If you’ve done a google search regarding careers in data, you may have seen headlines such as, “Sexiest job of the 20th century: data scientist,” or “The need for data professionals is expected to grow exponentially.” Indeed, reading such statements enticed me to look more into a career in data.
While I’ve worked with data for several years on a nearly daily basis as an academic researcher in training, I knew very little about data careers in the industry. What better way to learn more about this than to go through actual data itself?
Here are the personal research questions I posed:
1) What the common jobs in the field are, 2) what the general job aspects are, and 3) what educational background and skills are required.
Who stands to benefit from this information?
If you’re like me and are also considering a career in data, you may find this information insightful. Even existing data professionals may benefit from this information since they can see how they stack up to others or compare across different roles and countries.

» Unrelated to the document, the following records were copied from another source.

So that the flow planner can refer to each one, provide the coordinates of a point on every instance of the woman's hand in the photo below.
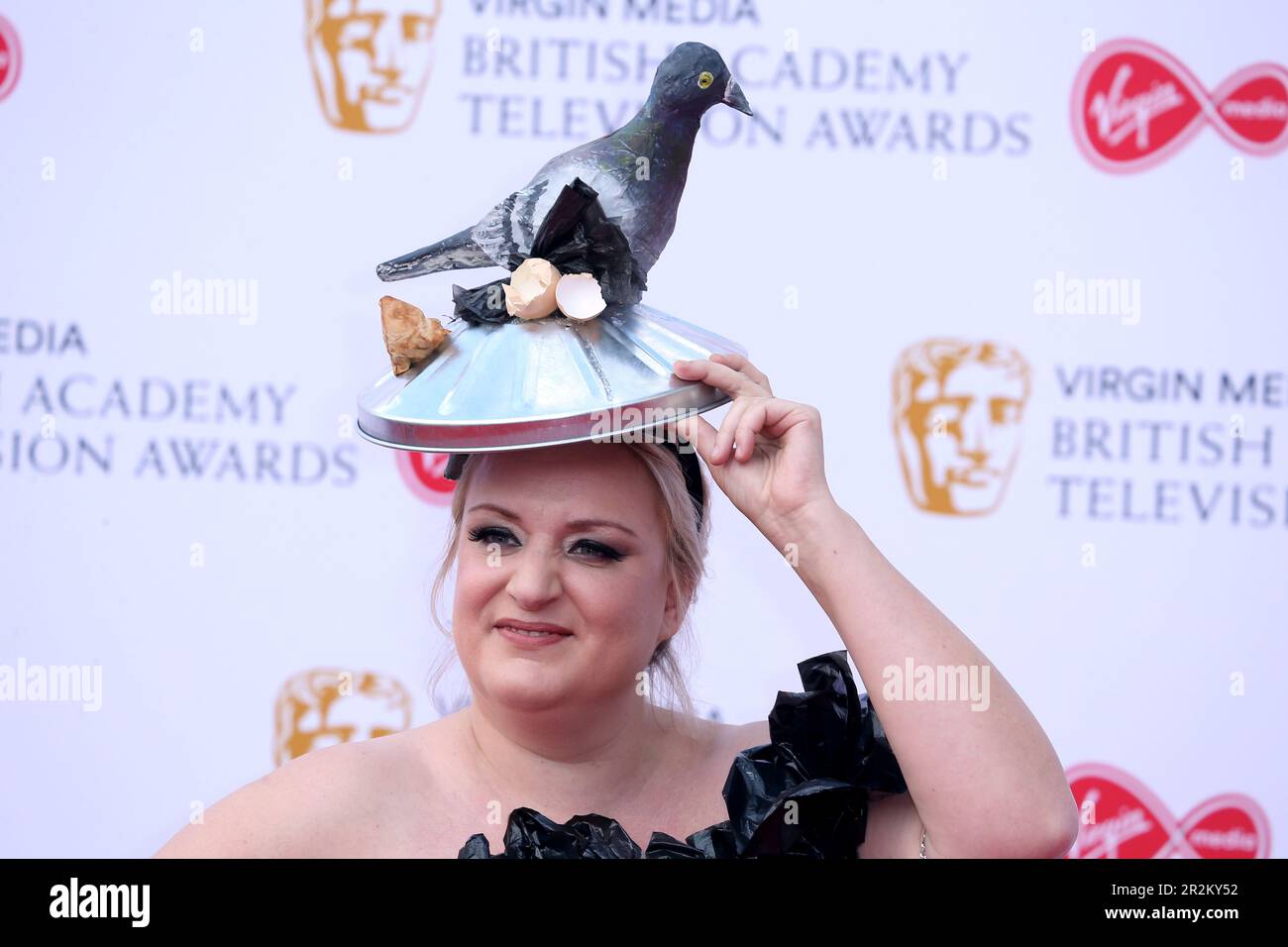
(768, 454)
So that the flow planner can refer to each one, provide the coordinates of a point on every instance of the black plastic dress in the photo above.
(804, 793)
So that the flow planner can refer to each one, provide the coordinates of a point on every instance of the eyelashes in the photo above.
(493, 534)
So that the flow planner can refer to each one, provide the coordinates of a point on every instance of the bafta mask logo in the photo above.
(372, 59)
(327, 706)
(957, 412)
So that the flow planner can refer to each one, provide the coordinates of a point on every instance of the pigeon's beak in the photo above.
(407, 265)
(734, 98)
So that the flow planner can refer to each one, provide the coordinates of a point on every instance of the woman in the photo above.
(570, 583)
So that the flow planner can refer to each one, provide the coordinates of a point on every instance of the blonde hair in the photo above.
(686, 565)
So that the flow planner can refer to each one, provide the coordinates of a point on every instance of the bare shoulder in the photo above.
(321, 804)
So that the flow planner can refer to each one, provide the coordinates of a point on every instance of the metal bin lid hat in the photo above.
(562, 350)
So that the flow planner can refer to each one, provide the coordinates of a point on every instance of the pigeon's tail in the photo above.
(458, 252)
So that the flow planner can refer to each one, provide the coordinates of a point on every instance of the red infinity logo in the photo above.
(423, 474)
(1121, 818)
(1133, 105)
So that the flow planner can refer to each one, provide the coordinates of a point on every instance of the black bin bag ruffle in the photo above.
(804, 793)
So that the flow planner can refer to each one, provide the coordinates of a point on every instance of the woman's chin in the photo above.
(523, 684)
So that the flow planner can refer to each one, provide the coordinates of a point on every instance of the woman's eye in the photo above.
(493, 534)
(597, 551)
(489, 534)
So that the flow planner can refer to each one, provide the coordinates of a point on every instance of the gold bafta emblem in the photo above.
(370, 60)
(327, 706)
(957, 412)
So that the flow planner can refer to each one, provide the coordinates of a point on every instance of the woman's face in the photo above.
(568, 536)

How do I answer my question?
My first step was to find a dataset that contained the relevant information to answer my questions. Lately, I’ve been troubleshooting a lot of my data-related questions on a site called Stack Overflow. Many helpful suggestions from experts in data, or even just data enthusiasts can be found there. Something the site does annually is conduct a survey among its users. Though a lot of Stack Overflowers are developers/programmers/computer scientists, a decent share of them are data professionals. I decided to capitalize on this dataset and learn about data careers from the Stack Overflow community of data professionals.
After the data were downloaded, cleaned, and wrangled, I opted to create a Tableau story with 3 dashboards of several visuals that touched on the following broad topics in dashboard 1: an introduction to the field and common roles, dashboard 2: overall role environment (e.g., benefits, work life balance); and in dashboard 3: overall role requirements (e.g., education, job-related tools/skills).

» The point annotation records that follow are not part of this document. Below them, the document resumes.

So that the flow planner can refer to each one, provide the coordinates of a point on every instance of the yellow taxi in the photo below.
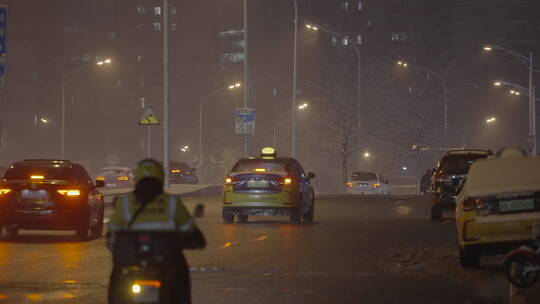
(497, 205)
(268, 185)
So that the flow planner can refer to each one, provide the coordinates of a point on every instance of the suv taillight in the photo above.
(470, 204)
(229, 180)
(442, 178)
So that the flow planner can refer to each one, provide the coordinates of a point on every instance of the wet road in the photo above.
(359, 250)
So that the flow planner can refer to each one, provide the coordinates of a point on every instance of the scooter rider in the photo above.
(149, 208)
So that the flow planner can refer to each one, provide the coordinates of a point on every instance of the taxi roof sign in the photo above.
(268, 152)
(148, 117)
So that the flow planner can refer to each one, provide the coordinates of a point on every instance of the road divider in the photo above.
(180, 190)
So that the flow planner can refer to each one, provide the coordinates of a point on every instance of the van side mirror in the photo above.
(199, 211)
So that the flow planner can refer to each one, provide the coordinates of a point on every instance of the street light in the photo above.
(474, 127)
(528, 63)
(65, 79)
(303, 106)
(203, 101)
(348, 41)
(445, 94)
(518, 90)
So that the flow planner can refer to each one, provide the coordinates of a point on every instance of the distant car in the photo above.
(268, 186)
(367, 183)
(51, 195)
(181, 173)
(451, 170)
(497, 205)
(116, 176)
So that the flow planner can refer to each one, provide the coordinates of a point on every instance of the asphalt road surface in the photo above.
(359, 250)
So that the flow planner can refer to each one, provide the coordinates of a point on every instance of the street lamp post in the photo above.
(314, 27)
(528, 63)
(445, 95)
(65, 79)
(203, 101)
(532, 108)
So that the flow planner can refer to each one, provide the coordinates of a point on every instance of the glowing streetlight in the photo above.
(184, 148)
(106, 61)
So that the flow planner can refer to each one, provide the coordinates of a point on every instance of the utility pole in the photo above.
(246, 75)
(166, 91)
(295, 76)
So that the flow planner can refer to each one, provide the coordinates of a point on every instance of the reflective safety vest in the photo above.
(164, 213)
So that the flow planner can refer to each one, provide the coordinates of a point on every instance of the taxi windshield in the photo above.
(258, 164)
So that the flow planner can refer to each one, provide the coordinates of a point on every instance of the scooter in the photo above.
(149, 267)
(522, 265)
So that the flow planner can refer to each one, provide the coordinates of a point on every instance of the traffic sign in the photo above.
(148, 117)
(245, 121)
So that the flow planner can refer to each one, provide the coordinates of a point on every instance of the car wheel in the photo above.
(83, 227)
(436, 213)
(12, 232)
(308, 216)
(295, 216)
(96, 231)
(228, 217)
(468, 258)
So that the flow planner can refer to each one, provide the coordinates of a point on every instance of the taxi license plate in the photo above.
(516, 205)
(258, 184)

I present to you, the Tableau Story:
(or click here to view via Tableau Public)

Data and design decisions.
Because my research question was a two part one, I thought a story made up of 3 dashboards would be most appropriate. On the latter 2 dashboards, you can filter all of the visualizations by role and country.
For design elements, I chose to use a modern looking clean, but bold title in the form of a question because that’s what the story is trying to accomplish, to answer the question. I accompanied the titles with vectors of data analytics-themed graphics. The color scheme of the story is in a cool tone and kept consistent throughout.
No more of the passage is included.